Ketua IPW Sugeng Teguh Santoso
Ketua IPW Sugeng Teguh Santoso

Jakarta, 12 Maret 2026 – Indonesia Police Watch (IPW) mendukung bahwa institusi Polri mesti berada langsung di bawah Presiden sesuai konstitusi. Hal ini disampaikan Ketua IPW, Sugeng Teguh Santoso dalam diskusi yang digelar Komcad Pancasila di kawasan Jakarta, Jumat, 6 Februari 2026.

Sugeng menyampaikan, berdasarkan Pasal 30 ayat (4) UUD 1945, polisi berperan menjaga keamanan dan ketertiban masyarakat serta menegakkan hukum.

“Sebagai alat negara, yang bisa menggerakkan polisi hanya kepala negara. Sebagai alat negara, dia tidak boleh didegradasi jadi pembantu. Kalau di kementerian, dia akan jadi pembantu,” kata Sugeng.

Menurut Sugeng, penempatan Polri di bawah kementerian berpotensi menimbulkan intervensi politik. Ia menilai, pada umumnya jabatan menteri diisi oleh figur politik sehingga rentan dipengaruhi kepentingan tertentu.

“Kalau di bawah kementerian, polisi bisa ditarik ke kanan dan ke kiri oleh kepentingan politik. Padahal sebagai penegak hukum, prinsipnya harus independen dan tidak bisa diintervensi oleh kekuatan apa pun,” ujarnya.

Dia menekankan, kepastian independensi Polri penting untuk menjamin tegaknya keadilan, kebenaran, serta perlindungan. Penegakan hukum, kata Sugeng, wajib dilakukan dengan nilai kemanusiaan dan tidak tunduk pada tekanan kekuasaan.

“Independen tuh artinya dia tidak bisa diintervensi, dipengaruhi oleh kekuatan apa pun untuk menegakkan keadilan, kebenaran, dan hukum,” tegasnya.

IPW, kata dia, mendukung Presiden untuk mengambil keputusan berdasarkan rekomendasi Komisi Percepatan Reformasi Polri, agar posisi Polri tetap berada langsung di bawah Presiden sebagaimana amanat konstitusi.

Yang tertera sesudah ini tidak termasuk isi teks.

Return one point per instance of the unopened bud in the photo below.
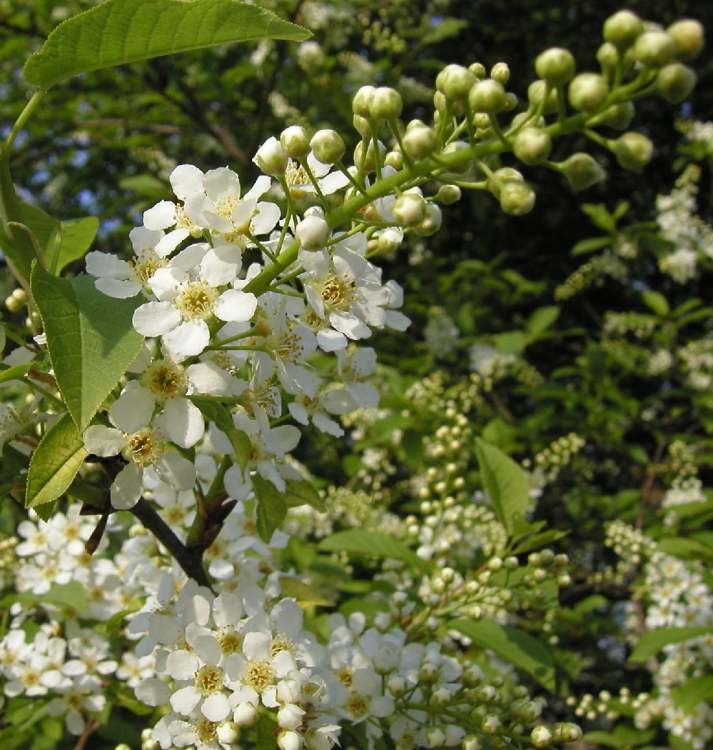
(582, 171)
(654, 49)
(328, 146)
(633, 150)
(622, 29)
(688, 36)
(532, 146)
(487, 96)
(454, 82)
(555, 65)
(675, 82)
(295, 141)
(588, 92)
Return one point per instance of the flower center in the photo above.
(142, 447)
(209, 679)
(195, 301)
(259, 675)
(165, 379)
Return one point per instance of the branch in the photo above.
(190, 560)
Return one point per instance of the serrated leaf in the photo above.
(54, 463)
(371, 544)
(514, 645)
(271, 507)
(506, 484)
(118, 32)
(654, 640)
(90, 338)
(302, 492)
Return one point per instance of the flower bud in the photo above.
(541, 736)
(271, 157)
(622, 29)
(290, 741)
(633, 150)
(687, 35)
(419, 142)
(618, 116)
(536, 91)
(385, 104)
(364, 159)
(448, 194)
(328, 146)
(532, 146)
(310, 56)
(362, 101)
(516, 198)
(409, 209)
(500, 72)
(431, 222)
(654, 49)
(582, 171)
(454, 82)
(295, 142)
(675, 82)
(607, 56)
(312, 232)
(588, 92)
(555, 65)
(487, 96)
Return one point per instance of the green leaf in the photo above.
(654, 640)
(694, 691)
(271, 507)
(16, 372)
(90, 338)
(371, 544)
(656, 302)
(514, 645)
(118, 32)
(506, 484)
(302, 492)
(54, 463)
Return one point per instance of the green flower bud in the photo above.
(328, 146)
(295, 141)
(532, 146)
(581, 171)
(541, 736)
(364, 159)
(618, 116)
(478, 70)
(555, 65)
(622, 29)
(454, 82)
(588, 92)
(633, 150)
(500, 72)
(361, 102)
(654, 49)
(361, 125)
(394, 159)
(516, 198)
(431, 221)
(419, 142)
(448, 194)
(487, 96)
(607, 56)
(385, 104)
(409, 209)
(688, 36)
(536, 91)
(675, 82)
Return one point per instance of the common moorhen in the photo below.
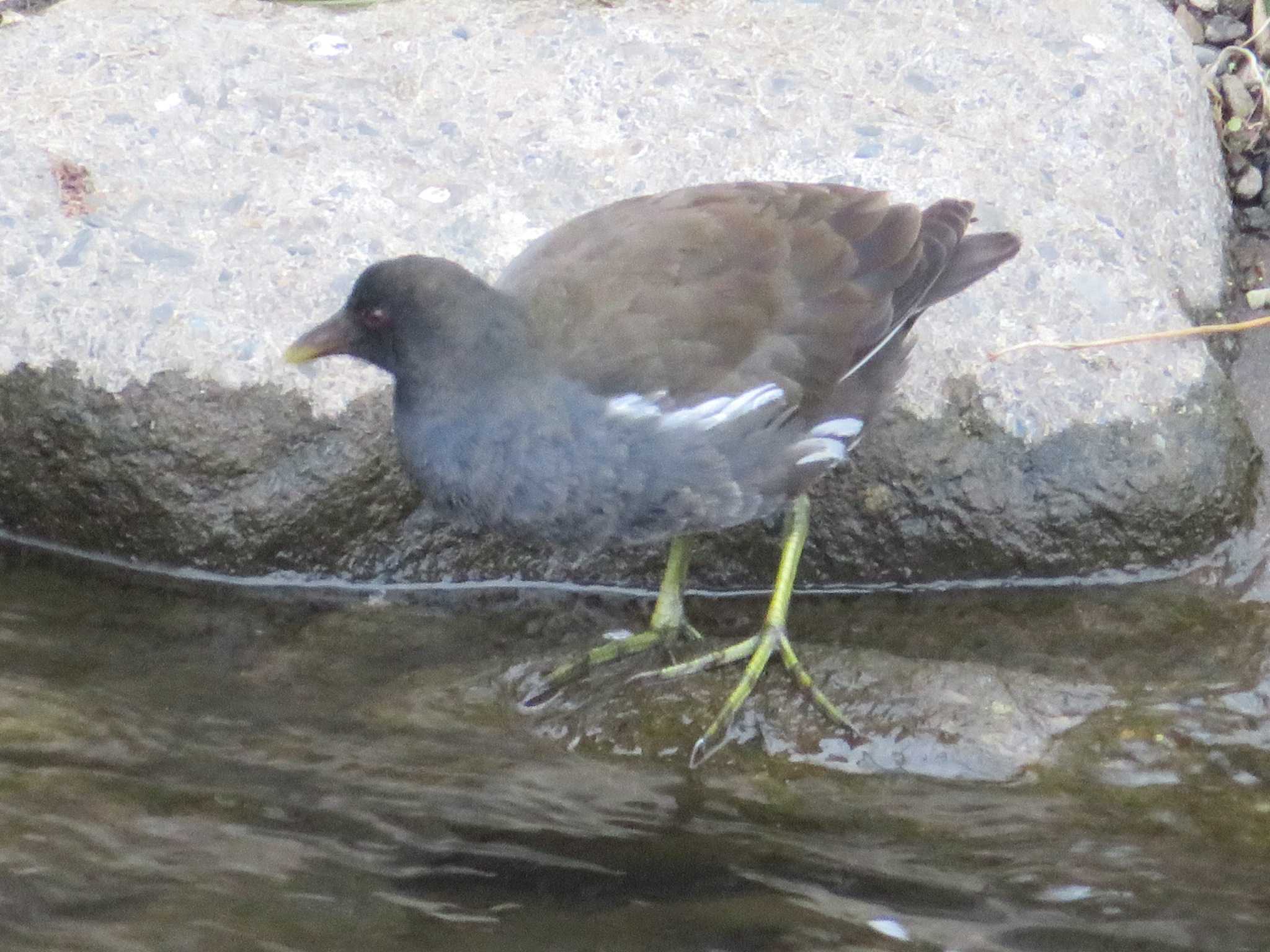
(662, 366)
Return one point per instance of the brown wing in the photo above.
(718, 288)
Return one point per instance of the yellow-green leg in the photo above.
(758, 648)
(667, 625)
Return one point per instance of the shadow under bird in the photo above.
(659, 367)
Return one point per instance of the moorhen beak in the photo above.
(662, 366)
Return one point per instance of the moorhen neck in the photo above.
(659, 367)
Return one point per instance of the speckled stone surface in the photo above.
(184, 187)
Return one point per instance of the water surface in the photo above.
(1062, 770)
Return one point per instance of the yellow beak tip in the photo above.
(300, 355)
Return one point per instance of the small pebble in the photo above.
(1223, 30)
(1249, 184)
(1192, 27)
(1255, 219)
(1237, 97)
(328, 45)
(1206, 55)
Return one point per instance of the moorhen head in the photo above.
(659, 367)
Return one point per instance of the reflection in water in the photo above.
(1044, 771)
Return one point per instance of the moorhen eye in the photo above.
(665, 366)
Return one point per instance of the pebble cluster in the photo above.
(1232, 43)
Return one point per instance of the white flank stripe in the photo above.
(821, 450)
(719, 410)
(633, 407)
(843, 428)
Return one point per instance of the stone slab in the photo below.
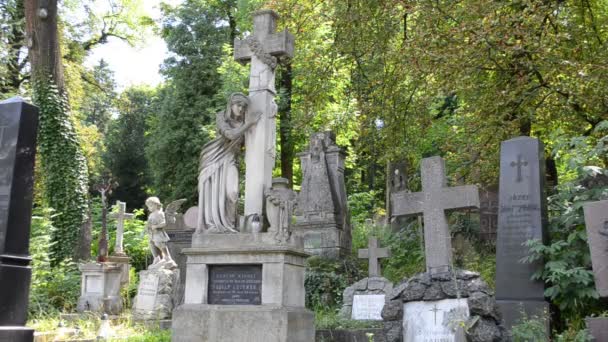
(598, 328)
(511, 311)
(596, 222)
(147, 292)
(435, 320)
(368, 307)
(522, 216)
(236, 323)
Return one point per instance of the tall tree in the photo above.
(63, 164)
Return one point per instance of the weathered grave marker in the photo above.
(521, 217)
(18, 127)
(432, 202)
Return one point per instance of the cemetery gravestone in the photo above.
(322, 217)
(596, 222)
(365, 299)
(18, 127)
(521, 217)
(432, 202)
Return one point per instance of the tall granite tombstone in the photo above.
(322, 217)
(18, 126)
(522, 216)
(596, 222)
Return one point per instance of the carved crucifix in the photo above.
(261, 48)
(373, 254)
(432, 202)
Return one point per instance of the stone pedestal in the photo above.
(244, 287)
(100, 288)
(156, 293)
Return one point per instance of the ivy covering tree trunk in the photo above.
(63, 164)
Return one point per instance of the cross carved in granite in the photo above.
(373, 254)
(120, 217)
(432, 203)
(261, 48)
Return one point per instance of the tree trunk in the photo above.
(285, 131)
(43, 40)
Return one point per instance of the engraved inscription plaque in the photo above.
(235, 284)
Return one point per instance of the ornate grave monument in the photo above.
(245, 279)
(437, 304)
(322, 218)
(596, 222)
(521, 217)
(158, 285)
(365, 299)
(18, 127)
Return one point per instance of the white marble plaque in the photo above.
(146, 292)
(367, 307)
(435, 321)
(93, 284)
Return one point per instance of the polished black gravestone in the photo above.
(522, 216)
(235, 284)
(18, 126)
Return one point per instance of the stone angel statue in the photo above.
(155, 227)
(218, 180)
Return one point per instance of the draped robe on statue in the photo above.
(218, 180)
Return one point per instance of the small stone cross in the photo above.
(121, 216)
(432, 202)
(373, 253)
(520, 162)
(262, 48)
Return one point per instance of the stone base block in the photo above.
(16, 334)
(328, 242)
(237, 323)
(598, 328)
(511, 311)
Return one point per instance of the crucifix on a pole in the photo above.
(121, 216)
(373, 254)
(261, 48)
(432, 203)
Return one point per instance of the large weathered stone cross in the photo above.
(373, 254)
(432, 202)
(262, 48)
(121, 216)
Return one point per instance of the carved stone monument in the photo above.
(522, 216)
(442, 301)
(322, 217)
(596, 222)
(158, 285)
(365, 299)
(244, 279)
(18, 126)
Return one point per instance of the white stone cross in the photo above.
(373, 253)
(262, 48)
(432, 202)
(121, 216)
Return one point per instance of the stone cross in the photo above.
(261, 48)
(373, 253)
(432, 202)
(120, 217)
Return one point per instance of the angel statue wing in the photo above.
(172, 209)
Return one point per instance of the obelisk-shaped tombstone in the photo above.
(18, 126)
(521, 217)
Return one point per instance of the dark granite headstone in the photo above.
(18, 126)
(521, 217)
(235, 284)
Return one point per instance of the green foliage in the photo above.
(326, 279)
(567, 269)
(63, 165)
(54, 289)
(530, 329)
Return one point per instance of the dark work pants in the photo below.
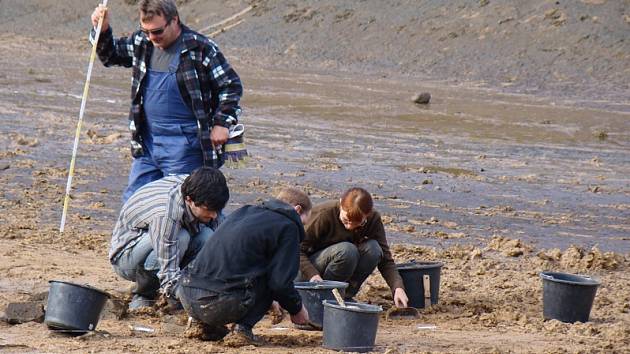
(345, 261)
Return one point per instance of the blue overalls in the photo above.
(171, 143)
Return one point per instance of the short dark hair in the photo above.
(357, 202)
(150, 8)
(207, 187)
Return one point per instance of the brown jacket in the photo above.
(325, 229)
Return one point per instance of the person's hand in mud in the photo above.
(99, 12)
(400, 298)
(300, 317)
(316, 278)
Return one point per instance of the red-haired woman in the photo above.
(345, 240)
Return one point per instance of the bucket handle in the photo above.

Ia mengingatkan, jika Polri ditempatkan di bawah kementerian, pihak yang berpotensi dirugikan bukan hanya anggota polisi, tetapi juga masyarakat.

“Masyarakat bisa dirugikan ketika proses hukum diintervensi kekuatan lain. Yang paling rentan adalah masyarakat kecil yang sulit mendapatkan keadilan,” ujarnya.

Senada dengan Sugeng, Koordinator Komrad Pancasila, Antony Yudha menegaskan, secara konstitusional dan tata kelola negara, posisi Polri di bawah Presiden sudah tepat.

Menurutnya, meski keputusan hukum terkait hal itu telah jelas, isu pemindahan Polri terus digulirkan karena faktor politik.

“Ini tidak bisa dilepaskan dari persoalan politik. Narasi seperti ganti Kapolri atau Polri di bawah kementerian jelas punya motif politik terselubung,” ujar Antony.

Ia juga menyoroti manuver sejumlah elite politik yang dinilai keluar dari tugas pokok dan fungsi (tupoksi). Antony meminta Presiden untuk menertibkan elite politik yang berupaya memisahkan Polri dari Presiden.

“Semua orang boleh mengkritik Polri, tapi jangan sampai kritik itu ditunggangi kepentingan kelompok politik tertentu,” tegasnya.